Tariffs would be very disruptive to supply chains that cross North American borders.
Trade in autos between the two countries represents deeply intertwined supply chains. Components for some vehicles travel back and forth across North American borders several times, and finished products include important fractions of Canadian and Mexican content. Tariffs would be very disruptive to assembly logistics, and would be difficult to work around. Costs for cars would likely rise substantially, and sales would fall.
Given Canada’s greater reliance on exports to the United States, simulations of tariff outcomes find greater impacts for Canada’s economy. The Bank of Canada estimates that trade conflicts would reduce the rate of growth in gross domestic product (GDP) by about 2.5% in the first year.
The immediate impact to the U.S. economy would be modest, but retaliatory action would introduce a more significant layer of damage. Ottawa has promised a “dollar for dollar response,” which might include new levies on agricultural products and curbs on energy exports. Countermeasures from China and Mexico, the two other main tariff targets, would bring the damage to U.S. real GDP to more than 2% annually.
Continental tariffs would raise prices in all three countries. Simulations from Oxford Economics suggest that core inflation in the U.S. would rise by 0.5% from its current path. That would be enough to raise the trajectory of interest rates, which would have a dampening effect on growth and market performance.

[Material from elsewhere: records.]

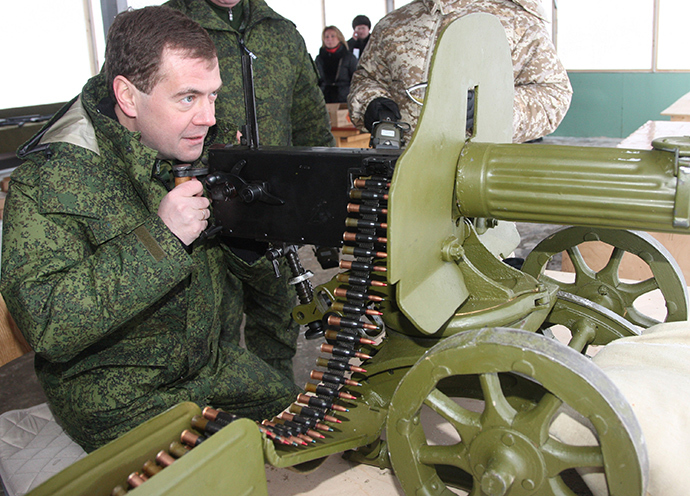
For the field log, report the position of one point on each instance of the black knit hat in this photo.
(361, 20)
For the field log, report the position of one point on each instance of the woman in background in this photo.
(335, 64)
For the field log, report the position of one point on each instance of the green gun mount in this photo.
(461, 325)
(466, 378)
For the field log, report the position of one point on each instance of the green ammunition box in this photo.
(229, 461)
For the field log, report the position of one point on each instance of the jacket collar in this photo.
(255, 10)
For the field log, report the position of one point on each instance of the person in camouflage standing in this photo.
(399, 53)
(103, 265)
(291, 112)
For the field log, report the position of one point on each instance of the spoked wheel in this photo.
(605, 287)
(505, 447)
(587, 322)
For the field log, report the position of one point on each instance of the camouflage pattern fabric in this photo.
(124, 320)
(400, 48)
(289, 104)
(267, 301)
(290, 111)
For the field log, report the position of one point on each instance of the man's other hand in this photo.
(185, 211)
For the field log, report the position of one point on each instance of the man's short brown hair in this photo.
(137, 39)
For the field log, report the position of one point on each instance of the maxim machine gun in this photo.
(449, 319)
(441, 325)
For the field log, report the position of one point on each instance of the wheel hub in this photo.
(506, 462)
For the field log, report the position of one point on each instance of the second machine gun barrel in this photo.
(603, 187)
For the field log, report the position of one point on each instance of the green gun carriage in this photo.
(464, 338)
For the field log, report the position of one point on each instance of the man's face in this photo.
(175, 117)
(226, 3)
(361, 31)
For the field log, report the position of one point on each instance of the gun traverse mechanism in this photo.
(449, 318)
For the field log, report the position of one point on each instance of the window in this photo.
(622, 35)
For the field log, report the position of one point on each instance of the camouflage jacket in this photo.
(289, 104)
(399, 53)
(100, 287)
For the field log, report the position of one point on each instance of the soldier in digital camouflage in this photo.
(399, 53)
(291, 112)
(103, 265)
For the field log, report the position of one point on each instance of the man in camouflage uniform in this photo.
(399, 54)
(103, 266)
(290, 111)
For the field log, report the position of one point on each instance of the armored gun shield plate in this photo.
(506, 442)
(472, 53)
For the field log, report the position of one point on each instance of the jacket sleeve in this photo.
(542, 87)
(311, 125)
(66, 292)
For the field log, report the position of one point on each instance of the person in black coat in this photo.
(335, 64)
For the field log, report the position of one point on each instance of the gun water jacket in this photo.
(125, 321)
(400, 48)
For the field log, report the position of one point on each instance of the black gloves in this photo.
(381, 109)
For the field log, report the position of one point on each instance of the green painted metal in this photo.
(421, 213)
(604, 187)
(615, 104)
(605, 287)
(508, 450)
(444, 286)
(201, 471)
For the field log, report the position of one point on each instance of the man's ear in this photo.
(126, 95)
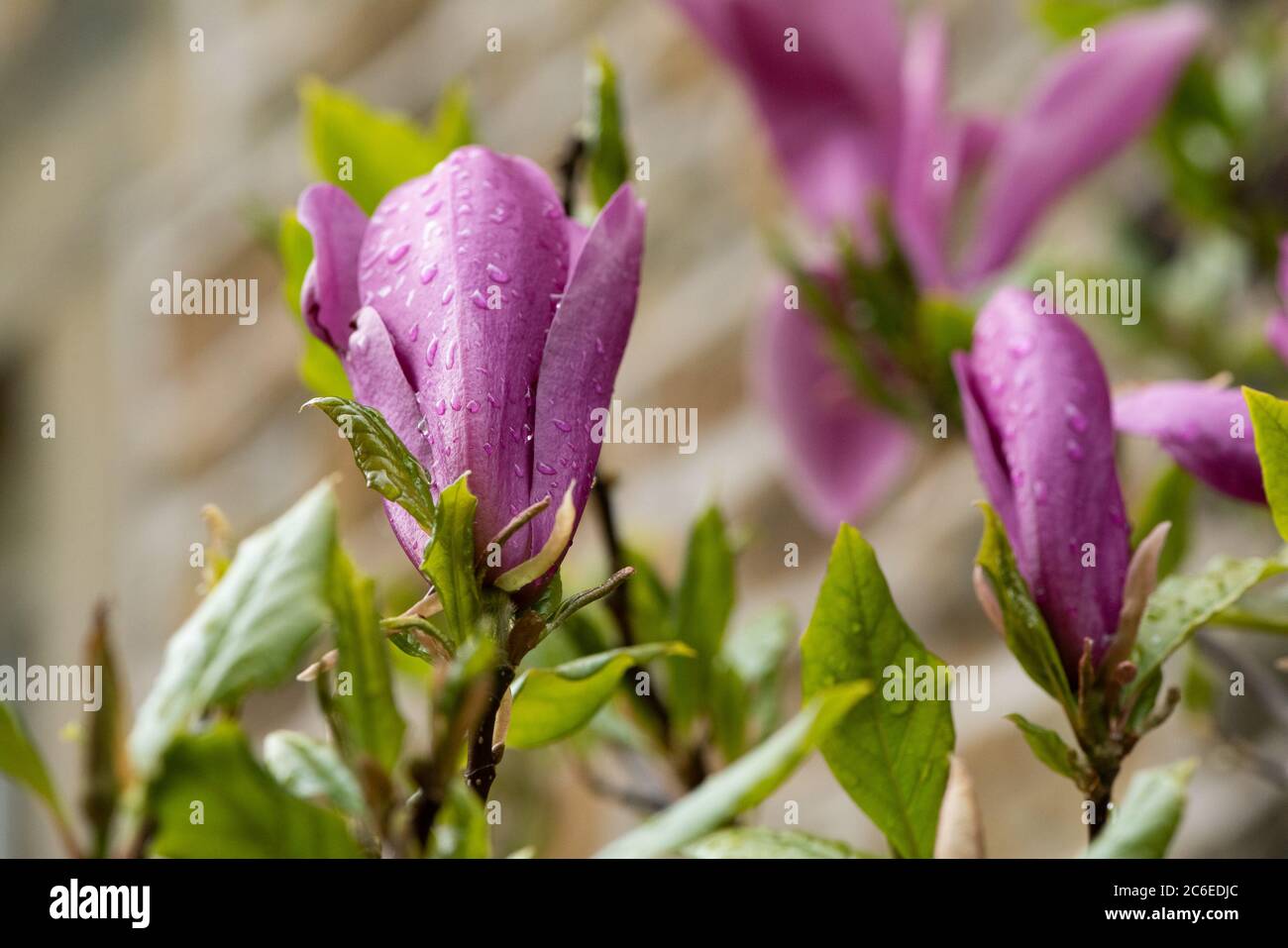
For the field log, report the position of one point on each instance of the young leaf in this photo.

This week, central banks on both sides of the 49th parallel met to consider monetary policy. The Federal Reserve paused, after reducing interest rates by one full percentage point late last year. During his press conference following the meeting, Fed Chair Jerome Powell declined to speculate on the impact of tariffs, but acknowledged that trade policy was among the factors creating uncertainty around the outlook.
In Ottawa, by contrast, the Bank of Canada addressed the issue head-on. After reducing interest rates by a quarter-point, Governor Tiff Macklem cited the prospect of U.S. tariffs as a motivation for the move. “A long-lasting and broad-based trade conflict would badly hurt economic activity in Canada,” he said. The bank’s staff produced a piece of extensive research on the topic.
Many suspect that the extremes being kicked around will never be realized. The expressed reasons for U.S. concern are border security and narcotics, not fair trade. These issues are much more pronounced along the southern border of the U.S., but Canada has pledged additional investment in border surveillance and interdiction in an effort to avoid trade sanctions. An overly strident posture from the U.S. might lead Canadians to select a hardline prime minister during elections set for the first half of this year, an outcome Washington would like to avoid.
Even if trade disputes are resolved, the uncertainty they create is bad for business.
But until matters are settled, businesses are engaged in contingency planning, and investments aimed at deepening North American trade ties have been deferred. As documented by the International Monetary Fund last year, uncertainty over trade policy is pernicious in itself, even if ultimately resolved.
In 2017, I was heading up to British Columbia to see clients when the first Trump Administration escalated a long-running trade dispute over Canadian lumber, imposing a 24% duty. I received a chilly reception, and was excused only after promising to get the measure reversed.
As luck would have it, I will be traveling to Canada to see clients next week. If the tariffs go into force on Saturday as promised, I’m expecting at least an hour in the frosted glass inspection room adjacent to customs. Let’s hope that the longtime neighbors work things out amicably before then.